🤖 AI Summary
This work investigates the causes of unreliable behavior modulation via steering vectors in language models and proposes methods to enhance their robustness. We address the observed failure—and even reversal—of steering effects under certain prompts by analyzing the geometric structure of activation spaces. Specifically, we identify a strong correlation between directional disparities across prompt types and steering failure. We further introduce two quantitative predictors of steering efficacy: activation separability (the linear separability of positive/negative-direction activations) and cosine similarity between steering vectors and task-relevant directions.

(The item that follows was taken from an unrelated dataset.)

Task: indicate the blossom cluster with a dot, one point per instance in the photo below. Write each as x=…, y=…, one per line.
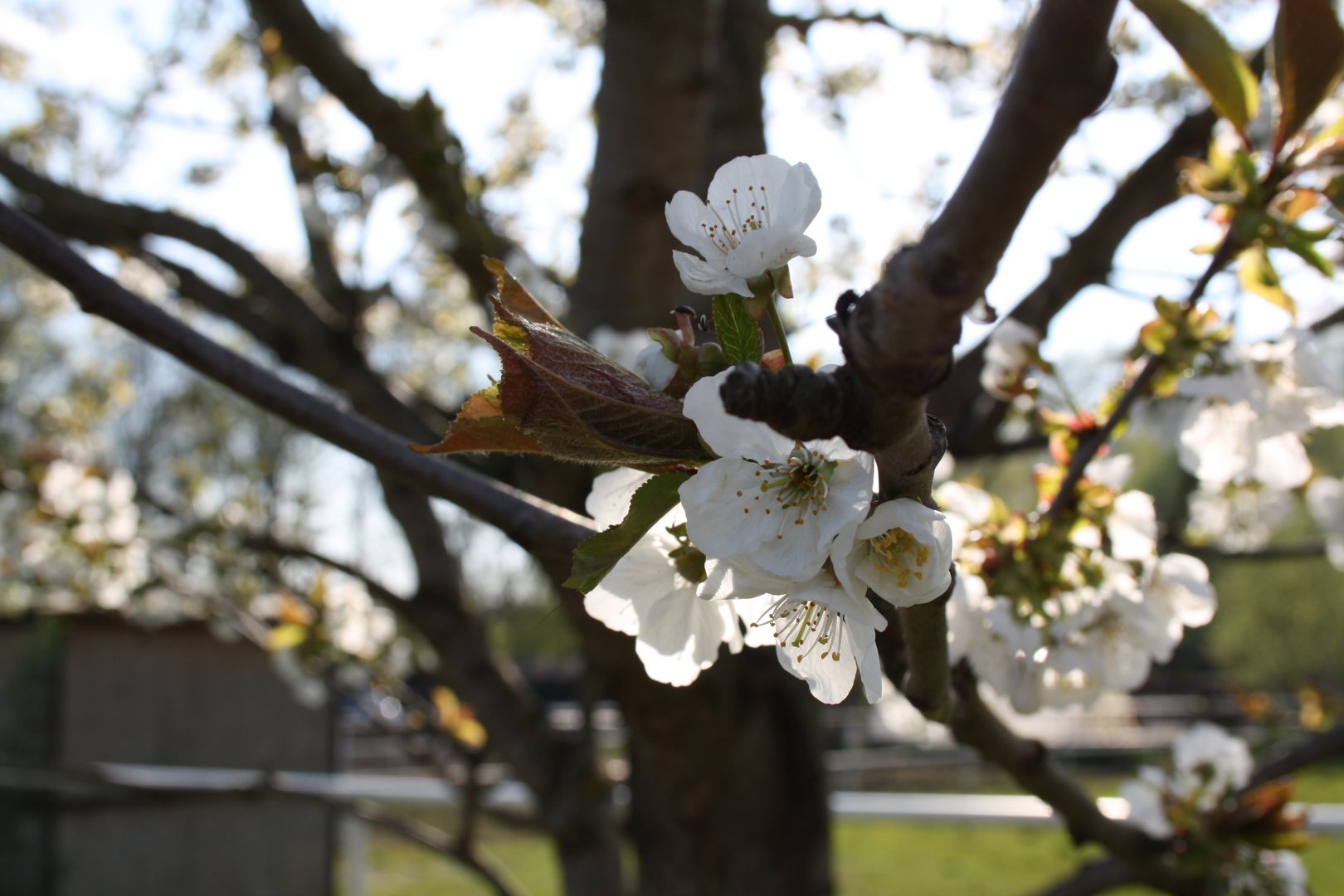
x=1051, y=616
x=1224, y=830
x=774, y=542
x=1241, y=436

Through multi-template prompting experiments, differential activation analysis, and geometric visualizations, we empirically validate that high cosine similarity coupled with strong activation separability jointly improves steering reliability. Our contributions include: (i) a geometric explanation for steering vector instability; (ii) the first quantitative framework linking activation-space geometry to steering effectiveness; and (iii) an interpretable, predictive analytical foundation for controllable text generation.
📝 Abstract
Steering vectors are a lightweight method to control language model behavior by adding a learned bias to the activations at inference time. Although steering demonstrates promising performance, recent work shows that it can be unreliable or even counterproductive in some cases. This paper studies the influence of prompt types and the geometry of activation differences on steering reliability. First, we find that all seven prompt types used in our experiments produce a net positive steering effect, but exhibit high variance across samples, and often give an effect opposite of the desired one. No prompt type clearly outperforms the others, and yet the steering vectors resulting from the different prompt types often differ directionally (as measured by cosine similarity). Second, we show that higher cosine similarity between training set activation differences predicts more effective steering. Finally, we observe that datasets where positive and negative activations are better separated are more steerable. Our results suggest that vector steering is unreliable when the target behavior is not represented by a coherent direction.